The COVID virus has devastated American jails and prisons. By the end of 2020, one in every five inmates in the country had tested positive for the deadly virus—a rate four times higher than the general population. That translated into more 372,500 infections and nearly 2,400 deaths as of February 2, 2021, according to the Marshall Project

 

As of January 28, 2021, according to the Texas Department Criminal Justice, nearly 33,000 inmates and roughly 10,500 staff members had tested positive for the virus. Of those, 187 inmates and 37 staff members died from their infections. Add to the health crisis caused by the pandemic, the recent arctic storm and the resulting loss of power has left incarcerated people freezing, without water, in harsh, inhumane conditions. People have been left without heat, additional blankets and forced to survive in close quarters surrounded by urine and feces because plumbing is not functioning.  Drinking water has been in dangerously low supply.

 

Texas Inmates Imprisoned Face High COVID Infection Rates

 

The Marshall Project reports that Texas trails only California and the entire federal prison system for the highest imprisoned infections rate.

 

Texas’ elected officials have failed to keep the public informed about COVID infections/deaths in the county jails. It took the University of Texas in Austin (“UT Report“) to analyze the impact the virus has had on the state’s imprisoned populations. This report found that 80 percent of the jail deaths were people who had not been convicted of any crime.

 

The Associated Press reported on January 16, 2021 that a local federal judge Lee Rosenthal “asked officials to review how more than 1,900 inmates in Texas’ largest county jail {Harris County} could be released to relieve overcrowding at a facility where officials worry about a potential COVID-19 outbreak.”

 

Court of Appeals Blocks Release of Inmates During Pandemic

 

The Fifth Circuit Court of Appeals on February 2, 2021 took the “Great Writ,” as the writ of habeas corpus has been referred to through the ages of American law, off the table as a release vehicle in COVID cases.

 

The court’s decision, Rice v.
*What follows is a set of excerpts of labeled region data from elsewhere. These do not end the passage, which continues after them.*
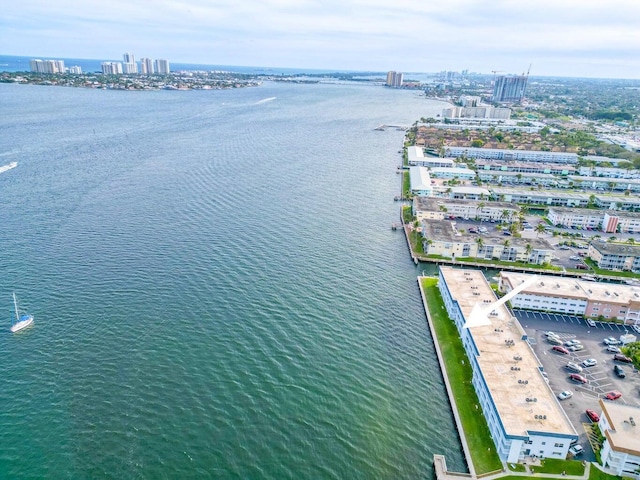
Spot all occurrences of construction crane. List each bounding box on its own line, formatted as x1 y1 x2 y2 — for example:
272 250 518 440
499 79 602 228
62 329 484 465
522 63 533 100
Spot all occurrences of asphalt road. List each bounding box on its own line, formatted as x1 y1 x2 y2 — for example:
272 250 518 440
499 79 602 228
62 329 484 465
514 310 640 461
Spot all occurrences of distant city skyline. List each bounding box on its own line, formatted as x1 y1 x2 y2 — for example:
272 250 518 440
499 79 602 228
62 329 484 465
0 0 640 79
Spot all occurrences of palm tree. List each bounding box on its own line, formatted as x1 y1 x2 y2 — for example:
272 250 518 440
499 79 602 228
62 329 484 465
524 243 533 259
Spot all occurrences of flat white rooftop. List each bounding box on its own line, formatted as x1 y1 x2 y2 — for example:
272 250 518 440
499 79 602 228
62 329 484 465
500 271 640 305
600 399 640 457
441 267 576 436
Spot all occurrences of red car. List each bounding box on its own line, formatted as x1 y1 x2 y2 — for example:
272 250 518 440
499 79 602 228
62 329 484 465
585 408 600 423
604 390 622 400
569 373 589 383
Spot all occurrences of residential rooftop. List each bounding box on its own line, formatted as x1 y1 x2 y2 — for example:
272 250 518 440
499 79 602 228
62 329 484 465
600 399 640 457
591 240 640 257
500 271 640 305
440 267 576 436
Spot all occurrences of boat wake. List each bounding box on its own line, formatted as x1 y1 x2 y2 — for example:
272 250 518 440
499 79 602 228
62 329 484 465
0 162 18 173
254 97 276 105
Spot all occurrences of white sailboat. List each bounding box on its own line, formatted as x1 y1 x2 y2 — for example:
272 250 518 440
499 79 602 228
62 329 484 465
11 292 33 333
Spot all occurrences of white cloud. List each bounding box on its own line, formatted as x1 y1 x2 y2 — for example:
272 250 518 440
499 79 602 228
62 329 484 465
0 0 640 77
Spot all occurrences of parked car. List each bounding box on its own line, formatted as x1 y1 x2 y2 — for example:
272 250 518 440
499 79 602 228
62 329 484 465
565 362 582 373
569 445 584 456
558 390 573 400
613 365 627 378
585 408 600 423
604 390 622 400
613 353 633 363
569 373 589 383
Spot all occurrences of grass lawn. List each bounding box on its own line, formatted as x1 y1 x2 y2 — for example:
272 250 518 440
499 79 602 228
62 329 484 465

Gonzales, concluded that “the Great Writ does not, in this circuit, afforded release for prisoners held in state custody due to adverse conditions of confinement.”

 

Skyler Thomas Rice is an accused offender housed in the Harris County Jail. Due to serious medical conditions (including asthma and hypertension) that place him at high risk of contracting the virus, he filed a petition seeking release from the jail either through a federal writ of habeas corpus (28 U.S.C. § 2241) or the federal civil rights statute (42 U.S.C. § 1983).

 

Treating the petition as one seeking federal habeas release, the federal district court concluded Rice was not could not avail himself to the writ. The Fifth Circuit explained why the district court was correct:

 

“In Pierre v. United States, this court held that, ‘[s]imply stated, habeas is not available to review questions unrelated to the cause of detention. Its sole function is to grant relief from unlawful imprisonment or custody and it cannot be used properly for any other purpose’… Similarly, that Rice might more likely be exposed to COVID-19 during confinement, and that he may have certain common underlying health conditions, taken together do not impugn the underlying legal basis for the fact or duration of his confinement. Rice seeks an extension of federal habeas corpus law that this court is not authorized to grant.”

 

COVID Throttles Harris County Jail 

 

Harris County Sheriff Ed Gonzales has informed Judge Rosenthal that his jail now houses more than 9,000 inmates making it virtually impossible to quarantine inmates who test positive for the virus.

 

In response, Judge Rosenthal, who is presiding over a lawsuit challenging bail practices in the county, expressed concern during a virtual hearing last month that conditions at the jail could create risks to “the health of inmates who are awaiting trial, along with jail employees and their families.”

 

The vast majority of those inmates awaiting trial, or some other disposition of their cases in the court system, pose no real threat to the community should they be released. But Gov. Abbott and his cohort, Attorney General Ken Paxton, do not see it that way. They view all imprisoned people through the same lens as someone accused of capital murder and have a vested “tough on crime” political interest in keeping the wealth-based bail system in place.

 

The recent Fifth Circuit decision now puts Harris County between the proverbial rock and a hard place in terms of fashioning any release plan. Local officials must devise a plan that will satisfy the judge while preventing the governor and attorney general from intervening. All this while addressing an increasingly sick population and the cost associated with a pandemic in a jail.

 

The federal appeals court has effectively shut down federal legal remedies for incarcerated people seeking emergency release due to COVID and related high-risk co-morbidities and complications. Failure to release non-violent individuals from needless incarceration means there will most likely be another significant COVID crisis in the Harris County Jail. This situation doesn’t bode well for the coming months, especially once the virus’ new variants worm their way into the facility.